During World War II, Morse code operators would tell who sent a message based on the sender’s unique typing style, similar to identifying a person’s handwriting.

TypingDNA has updated that idea by developing a cybersecurity system that helps “recognize people by the way they type,” a “behavioral biometric” that can be used to authenticate digital identities. The New York-based company raised $7 million from Gradient Ventures, Techstars Ventures and Gapminder, to expand its support network and offer more tools on its platform.

The funding testified to investors’ growing interest in cybersecurity and appetite for innovative technologies in the field. Cybersecurity companies raised $8.56 billion in venture capital last year. Of that, only $96.8 million went to seven companies focused on biometric identity verification.

Biometrics such as fingerprint, voice and iris recognition have been seen as more secure than long passwords, for instance, and TypingDNA wants to add users’ typing patterns to the mix. 

The company prevents false logins by examining people’s typing patterns, or keystroke dynamics, to add another layer of protection in addition to inputting the correct password.

With growing privacy concerns over facial recognition, typing biometrics is seen as the best identification method without compromising privacy or security, said Darian Shirazi, general partner at Gradient Ventures.

Raul Popa, TypingDNA’s CEO and co-founder, added, “Keyboards are incorporated in almost any device today, making typing behavior the most widely available user biometric.”
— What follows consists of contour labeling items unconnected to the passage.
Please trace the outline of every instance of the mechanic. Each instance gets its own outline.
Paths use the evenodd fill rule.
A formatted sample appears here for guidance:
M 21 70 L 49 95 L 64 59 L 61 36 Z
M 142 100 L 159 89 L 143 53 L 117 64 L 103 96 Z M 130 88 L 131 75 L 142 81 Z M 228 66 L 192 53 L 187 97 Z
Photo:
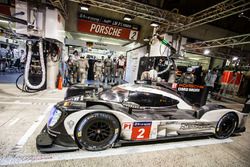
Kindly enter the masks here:
M 119 80 L 119 84 L 123 80 L 124 70 L 126 68 L 126 60 L 123 55 L 121 55 L 117 62 L 117 77 Z
M 116 83 L 116 71 L 117 71 L 117 61 L 116 58 L 113 58 L 112 67 L 111 67 L 111 80 L 112 83 Z
M 71 84 L 74 84 L 77 81 L 77 63 L 72 55 L 69 55 L 67 64 L 68 64 L 69 81 Z
M 112 60 L 111 55 L 108 55 L 108 58 L 104 60 L 104 80 L 107 80 L 107 83 L 111 81 L 111 68 L 112 68 Z
M 208 71 L 207 75 L 205 76 L 205 84 L 207 86 L 207 91 L 208 91 L 208 99 L 211 98 L 211 92 L 214 89 L 214 82 L 217 78 L 217 70 L 214 68 L 212 71 Z
M 194 75 L 192 74 L 193 69 L 191 67 L 187 68 L 187 72 L 181 75 L 180 83 L 184 84 L 193 84 L 194 83 Z
M 81 55 L 80 59 L 77 62 L 78 62 L 79 81 L 81 83 L 84 83 L 85 80 L 87 79 L 87 72 L 89 68 L 88 59 L 85 58 L 84 55 Z
M 102 80 L 103 69 L 104 69 L 104 64 L 102 60 L 97 59 L 97 61 L 94 64 L 94 73 L 95 73 L 95 80 L 98 81 L 98 83 Z

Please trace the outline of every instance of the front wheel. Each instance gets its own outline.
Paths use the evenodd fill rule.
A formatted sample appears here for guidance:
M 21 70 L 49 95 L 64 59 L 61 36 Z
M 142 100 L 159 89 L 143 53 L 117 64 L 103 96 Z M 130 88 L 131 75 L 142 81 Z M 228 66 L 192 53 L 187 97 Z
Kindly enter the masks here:
M 94 113 L 78 123 L 75 136 L 80 147 L 100 151 L 111 147 L 119 133 L 120 124 L 113 115 Z
M 225 114 L 217 123 L 215 137 L 225 139 L 232 135 L 237 126 L 237 116 L 234 113 Z

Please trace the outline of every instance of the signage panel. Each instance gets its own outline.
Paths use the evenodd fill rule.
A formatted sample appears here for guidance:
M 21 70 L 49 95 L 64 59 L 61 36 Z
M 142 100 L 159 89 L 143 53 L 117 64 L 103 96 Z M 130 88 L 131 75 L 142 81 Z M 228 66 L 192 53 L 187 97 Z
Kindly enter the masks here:
M 137 40 L 139 36 L 138 25 L 123 23 L 103 17 L 91 16 L 80 13 L 78 19 L 78 31 L 104 35 L 126 40 Z

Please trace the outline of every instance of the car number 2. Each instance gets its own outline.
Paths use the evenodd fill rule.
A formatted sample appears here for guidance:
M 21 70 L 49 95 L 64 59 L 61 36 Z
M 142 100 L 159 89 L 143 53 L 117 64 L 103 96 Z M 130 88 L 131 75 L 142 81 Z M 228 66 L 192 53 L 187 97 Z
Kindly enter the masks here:
M 149 139 L 151 126 L 133 127 L 132 140 L 145 140 Z

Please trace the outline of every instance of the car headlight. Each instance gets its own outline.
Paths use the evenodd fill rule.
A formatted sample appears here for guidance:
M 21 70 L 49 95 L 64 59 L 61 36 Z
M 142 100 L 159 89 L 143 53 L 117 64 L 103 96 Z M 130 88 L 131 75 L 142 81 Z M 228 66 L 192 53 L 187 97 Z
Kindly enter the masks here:
M 51 112 L 50 112 L 48 126 L 49 127 L 54 126 L 58 122 L 58 120 L 60 119 L 61 115 L 62 115 L 62 112 L 60 110 L 56 109 L 55 107 L 53 107 L 51 109 Z

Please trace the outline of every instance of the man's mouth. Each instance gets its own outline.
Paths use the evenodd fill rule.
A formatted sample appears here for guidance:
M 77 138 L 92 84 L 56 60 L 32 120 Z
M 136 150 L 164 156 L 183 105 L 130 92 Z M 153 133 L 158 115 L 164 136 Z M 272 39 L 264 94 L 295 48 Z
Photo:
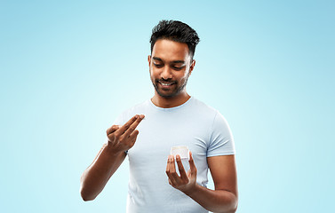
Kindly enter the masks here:
M 159 83 L 161 83 L 163 86 L 171 86 L 174 83 L 174 82 L 161 82 L 158 81 Z

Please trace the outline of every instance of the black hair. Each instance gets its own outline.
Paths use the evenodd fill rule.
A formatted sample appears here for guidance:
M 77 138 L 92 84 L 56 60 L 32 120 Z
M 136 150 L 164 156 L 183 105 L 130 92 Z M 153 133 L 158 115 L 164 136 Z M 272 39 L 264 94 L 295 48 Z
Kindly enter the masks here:
M 163 20 L 152 29 L 150 38 L 151 53 L 156 42 L 158 39 L 168 39 L 179 43 L 186 43 L 191 59 L 195 55 L 195 46 L 200 42 L 195 30 L 188 25 L 179 20 Z

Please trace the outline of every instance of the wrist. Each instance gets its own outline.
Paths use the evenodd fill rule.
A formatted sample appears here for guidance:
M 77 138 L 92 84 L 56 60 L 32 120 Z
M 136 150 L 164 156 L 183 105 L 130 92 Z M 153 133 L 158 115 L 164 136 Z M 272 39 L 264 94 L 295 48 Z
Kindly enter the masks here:
M 196 193 L 198 192 L 199 187 L 200 187 L 200 185 L 195 183 L 193 186 L 187 188 L 183 193 L 186 195 L 192 197 L 195 193 Z
M 111 144 L 108 143 L 106 147 L 105 147 L 107 153 L 109 154 L 109 155 L 112 155 L 112 156 L 117 156 L 119 155 L 120 154 L 124 153 L 124 151 L 122 151 L 122 150 L 118 150 L 118 149 L 116 149 L 116 147 L 114 147 Z

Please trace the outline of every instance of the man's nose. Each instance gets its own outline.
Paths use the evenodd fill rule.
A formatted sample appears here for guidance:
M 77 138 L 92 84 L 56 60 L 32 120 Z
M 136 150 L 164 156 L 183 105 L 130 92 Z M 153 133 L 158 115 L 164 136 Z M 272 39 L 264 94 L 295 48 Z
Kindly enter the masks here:
M 161 75 L 162 78 L 165 80 L 172 78 L 172 73 L 169 66 L 164 66 L 164 68 L 163 69 Z

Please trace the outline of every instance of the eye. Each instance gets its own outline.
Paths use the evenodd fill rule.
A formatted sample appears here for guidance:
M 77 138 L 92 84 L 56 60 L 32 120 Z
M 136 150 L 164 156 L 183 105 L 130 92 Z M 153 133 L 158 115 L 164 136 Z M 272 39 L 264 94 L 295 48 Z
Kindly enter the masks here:
M 163 66 L 164 65 L 162 65 L 162 64 L 155 64 L 155 63 L 153 63 L 154 64 L 154 66 L 156 67 L 157 67 L 157 68 L 161 68 L 161 67 L 163 67 Z
M 180 69 L 182 69 L 184 67 L 176 67 L 176 66 L 172 66 L 172 68 L 174 69 L 174 70 L 180 70 Z

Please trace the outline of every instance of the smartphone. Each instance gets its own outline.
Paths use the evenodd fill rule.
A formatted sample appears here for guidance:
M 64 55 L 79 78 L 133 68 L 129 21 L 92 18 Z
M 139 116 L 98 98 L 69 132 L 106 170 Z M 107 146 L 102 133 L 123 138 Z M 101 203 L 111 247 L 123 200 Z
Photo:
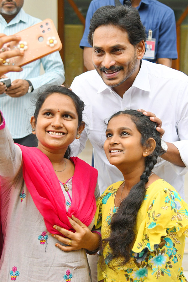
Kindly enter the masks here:
M 15 35 L 20 36 L 21 40 L 18 43 L 12 41 L 8 47 L 11 50 L 23 50 L 24 55 L 8 59 L 8 65 L 22 66 L 62 48 L 57 32 L 50 19 L 47 18 Z
M 9 77 L 5 78 L 1 78 L 0 79 L 0 82 L 2 82 L 3 84 L 6 84 L 7 88 L 11 86 L 11 80 Z

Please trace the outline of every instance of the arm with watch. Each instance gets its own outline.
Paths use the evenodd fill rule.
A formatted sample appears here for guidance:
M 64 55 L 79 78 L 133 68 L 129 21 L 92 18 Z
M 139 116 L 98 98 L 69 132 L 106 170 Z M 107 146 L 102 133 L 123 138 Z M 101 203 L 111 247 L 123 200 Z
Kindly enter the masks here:
M 5 93 L 13 98 L 18 97 L 30 93 L 33 90 L 33 87 L 29 80 L 16 79 L 11 83 L 11 86 L 7 89 Z
M 164 130 L 162 128 L 162 122 L 158 118 L 157 118 L 155 115 L 150 112 L 146 112 L 142 109 L 138 110 L 143 114 L 150 117 L 150 119 L 154 122 L 156 123 L 158 126 L 156 130 L 160 133 L 161 138 L 164 133 Z M 182 161 L 178 149 L 177 144 L 181 143 L 180 148 L 181 149 L 186 145 L 185 143 L 187 142 L 186 140 L 180 140 L 174 142 L 170 143 L 165 142 L 161 139 L 161 153 L 160 157 L 167 161 L 173 164 L 178 165 L 182 167 L 185 167 L 186 165 Z M 173 143 L 174 144 L 173 144 Z M 184 144 L 185 143 L 185 144 Z M 175 144 L 176 144 L 176 145 Z

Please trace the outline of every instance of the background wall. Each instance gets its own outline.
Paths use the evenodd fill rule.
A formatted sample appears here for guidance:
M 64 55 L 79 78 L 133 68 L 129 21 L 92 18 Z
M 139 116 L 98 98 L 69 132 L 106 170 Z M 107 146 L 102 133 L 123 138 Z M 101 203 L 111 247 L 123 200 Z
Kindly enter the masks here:
M 24 0 L 23 8 L 26 13 L 42 20 L 51 19 L 57 28 L 57 0 Z

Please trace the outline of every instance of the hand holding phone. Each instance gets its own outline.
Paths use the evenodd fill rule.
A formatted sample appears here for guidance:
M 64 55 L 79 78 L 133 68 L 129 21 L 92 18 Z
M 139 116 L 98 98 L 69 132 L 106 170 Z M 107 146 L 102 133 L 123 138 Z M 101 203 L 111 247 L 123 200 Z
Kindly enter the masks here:
M 53 21 L 46 19 L 14 35 L 21 40 L 9 44 L 11 50 L 24 51 L 22 57 L 17 56 L 7 60 L 7 65 L 24 65 L 53 52 L 60 50 L 62 44 Z

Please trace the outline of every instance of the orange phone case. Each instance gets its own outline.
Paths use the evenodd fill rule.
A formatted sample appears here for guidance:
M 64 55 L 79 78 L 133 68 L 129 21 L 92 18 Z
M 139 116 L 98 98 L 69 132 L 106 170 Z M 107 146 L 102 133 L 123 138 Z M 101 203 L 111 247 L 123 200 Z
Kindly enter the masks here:
M 21 40 L 18 43 L 12 41 L 8 47 L 12 50 L 24 50 L 23 56 L 8 60 L 7 65 L 22 66 L 40 59 L 62 48 L 62 44 L 52 20 L 47 18 L 15 34 Z

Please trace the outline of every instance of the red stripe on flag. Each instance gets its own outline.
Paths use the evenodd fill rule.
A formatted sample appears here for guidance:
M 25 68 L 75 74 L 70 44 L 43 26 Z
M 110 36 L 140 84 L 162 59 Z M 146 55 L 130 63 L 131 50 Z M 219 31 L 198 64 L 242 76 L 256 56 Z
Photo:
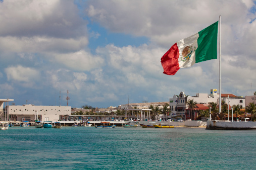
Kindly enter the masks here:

  • London-based identity verification company Onfido scored $65.2 million in Series C from investors including Salesforce Ventures and SoftBank, the largest capital raised in the space. Plug and Play Tech Center is the most active investor in the space, with nine deals since 2013 including early venture rounds of Onfido.
  • Powered by artificial intelligence, TypingDNA’s technology records each user’s unique typing pattern and verifies users’ typing against the pattern to detect fraud.